Whether getting into the woods is a walk out our back door, or a drive down the road, we are lucky when we can escape to the woodlands. Surrounded by tall trees is peaceful, and getting out in the fresh air, feeling the sun on our face, and breathing in the smells of the forest can do wonders for our health.

There are a few measured ways to enjoy our natural surroundings. Certainly walking or running on wooded trails is an effective way to fit in some exercise.  It feels more rewarding than being in a gym. But there is another way to enjoy the woods that you may not have heard of … and that is through something called Forest Bathing.  Before you rush into the woods, know that this is done fully dressed.  Think about it as immersing yourself in the surroundings of the forest. You are not running or even briskly walking.  You are not talking to a friend or chasing your dog. You are just, well, “bathing” in the forest, taking in all the sights, sounds and smells of the trees that surround you.
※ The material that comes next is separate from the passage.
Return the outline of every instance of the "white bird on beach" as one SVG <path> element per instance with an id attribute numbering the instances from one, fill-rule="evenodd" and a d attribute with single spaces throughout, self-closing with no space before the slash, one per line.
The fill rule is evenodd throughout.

The term “Forest Bathing” translates from the Japanese practice of Shinrin-yoku, developed in the 1980s as a mindfulness technique.  And just what is it?  It’s as simple as walking through the forest, but in a mindful, connected way.  This practice encourages you to slow down and create a connection with your surroundings, bringing your senses into the experience.  What do you see?  What do you smell?  What do you hear?  What does that green moss feel like that cascades over a large boulder?  Touch that rough bark. Glance up as you hear a red tailed hawk screech and skim over the tops of the trees.  Dip your fingers into the cold stream snaking through the woods. Hopefully you have left your phone behind, or at least silenced it, and are focused on your current surroundings, pushing away distracting thoughts of the things you have to tackle on your to do list.

Dr. Qing Li has been a leader in writing, researching and measuring the benefits of Forest Bathing as a mindfulness practice.  In his book, Forest Bathing, he writes:

“Forest bathing is not exercise, or hiking, or jogging.  It is simply being in nature, connecting with it through our senses of sight, hearing, taste, smell, and touch.  Shinrin-yoku is like a bridge.  By opening our senses, it bridges the gap between us and the natural world.”

Those benefits, for one, include serving as a natural stress reducer and a possible solution to enhancing our ability to have a restful night’s sleep. Other powerful benefits have been documented that tie to strengthening our immune system, lowering blood pressure, and even building our defenses against many chronic illnesses.

Additional research suggests that spending quality time in the woods can expose us to phytoncides, aromatic compounds from plants that are released into the air.  When we breathe in the forest, we also breathe in these phytoncides, which are linked to increasing white blood cells, sometimes referred to as natural killer cells. These natural killer cells support the immune system and are linked with lowering the risk of cancer.  Additionally, phytoncides reduce the concentrations of stress hormones.  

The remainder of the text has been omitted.